Le député Rafik Hassani dénonce
C’est par la presse que j’ai été informé de la visite en France du secrétaire d’Etat à la Communauté algérienne à l’étranger. Il se trouve que, précisément, j’en suis un des députés. J’ai appris que M. Benatallah a présidé une réunion à laquelle je n’ai pas été convié. Ce passage en France du membre du gouvernement est l’étape la plus importante de sa tournée, de par la forte concentration de notre diaspora, afin, annonce-t-on, de connaître sa situation. Malgré sa redondance, l’objectif pourrait être louable s’il n’était pas revendiqué à maintes fois par le RCD, notamment à l’Assemblée populaire nationale. A plusieurs reprises, j’ai eu à exposer devant l’APN les problèmes que vit notre émigration, ses revendications.
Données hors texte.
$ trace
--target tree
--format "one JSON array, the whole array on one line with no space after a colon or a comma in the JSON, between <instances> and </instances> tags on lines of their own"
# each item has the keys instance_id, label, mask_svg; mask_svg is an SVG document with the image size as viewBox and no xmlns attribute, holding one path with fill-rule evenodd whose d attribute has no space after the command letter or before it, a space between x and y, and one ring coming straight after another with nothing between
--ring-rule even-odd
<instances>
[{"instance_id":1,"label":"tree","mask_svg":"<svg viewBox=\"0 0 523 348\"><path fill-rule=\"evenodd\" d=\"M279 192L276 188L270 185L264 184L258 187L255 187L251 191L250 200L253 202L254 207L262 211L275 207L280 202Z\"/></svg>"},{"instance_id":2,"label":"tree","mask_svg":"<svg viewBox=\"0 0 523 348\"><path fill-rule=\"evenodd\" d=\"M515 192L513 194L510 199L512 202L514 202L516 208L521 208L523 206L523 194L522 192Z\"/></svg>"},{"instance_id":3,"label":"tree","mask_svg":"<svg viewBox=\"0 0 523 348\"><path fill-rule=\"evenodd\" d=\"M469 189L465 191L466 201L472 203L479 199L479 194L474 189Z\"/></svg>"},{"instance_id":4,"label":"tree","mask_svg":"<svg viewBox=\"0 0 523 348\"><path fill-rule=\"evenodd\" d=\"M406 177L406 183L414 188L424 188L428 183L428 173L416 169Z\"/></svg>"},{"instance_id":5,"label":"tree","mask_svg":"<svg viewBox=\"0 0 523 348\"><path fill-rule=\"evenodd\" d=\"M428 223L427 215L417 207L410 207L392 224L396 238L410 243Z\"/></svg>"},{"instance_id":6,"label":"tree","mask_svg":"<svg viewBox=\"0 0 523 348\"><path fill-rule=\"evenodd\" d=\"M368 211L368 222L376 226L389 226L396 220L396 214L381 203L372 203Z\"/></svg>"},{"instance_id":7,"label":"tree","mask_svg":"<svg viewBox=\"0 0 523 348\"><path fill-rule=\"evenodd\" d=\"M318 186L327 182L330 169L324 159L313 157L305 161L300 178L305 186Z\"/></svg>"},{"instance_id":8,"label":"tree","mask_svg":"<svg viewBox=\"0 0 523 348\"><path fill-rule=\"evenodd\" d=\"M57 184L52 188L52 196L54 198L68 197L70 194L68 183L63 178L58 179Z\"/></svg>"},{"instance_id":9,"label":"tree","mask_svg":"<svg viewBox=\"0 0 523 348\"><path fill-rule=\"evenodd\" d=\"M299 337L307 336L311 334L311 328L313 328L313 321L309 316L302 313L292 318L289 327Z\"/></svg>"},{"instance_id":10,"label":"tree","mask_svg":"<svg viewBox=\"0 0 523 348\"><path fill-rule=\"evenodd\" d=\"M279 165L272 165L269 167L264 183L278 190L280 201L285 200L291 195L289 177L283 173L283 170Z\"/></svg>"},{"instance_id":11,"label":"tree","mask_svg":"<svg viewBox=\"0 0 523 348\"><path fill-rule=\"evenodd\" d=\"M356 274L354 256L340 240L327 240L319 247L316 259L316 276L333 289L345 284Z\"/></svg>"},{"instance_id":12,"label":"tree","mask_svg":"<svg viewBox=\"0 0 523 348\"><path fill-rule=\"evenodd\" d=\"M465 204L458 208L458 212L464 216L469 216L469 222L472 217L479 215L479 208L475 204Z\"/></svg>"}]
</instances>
Parmi celles-ci, les transports aériens et maritimes, les conditions d’accueil, l’assurance rapatriement des dépouilles. A ce sujet, j’avais proposé la création d’un fonds que l’Etat prendrait en charge. En fait, qui rencontre M. Benatallah ? Ou plutôt, qui rencontre-t il utilement ? Est-ce en ignorant le député de l’émigration que sa mission sera assurée du succès ? Faut-il rappeler à ceux qui ont été chargés de son organisation que la seule représentation légale et légitime de notre communauté demeure son député. En l’ignorant, c’est aussi faire peu de cas d’une institution de la République qu’est l’Assemblée populaire nationale, dont les faiblesses ont été par ailleurs dénoncées par le RCD, précisément à cause de ce genre de procédé. Si l’objectif est l’instauration d’un Conseil consultatif national de la communauté algérienne à l’étranger, on peut comprendre que l’on veuille écarter toute «fausse note» dans la recherche d’une clientèle opportuniste qui n’aurait pas, en tout cas, l’aval de cette communauté.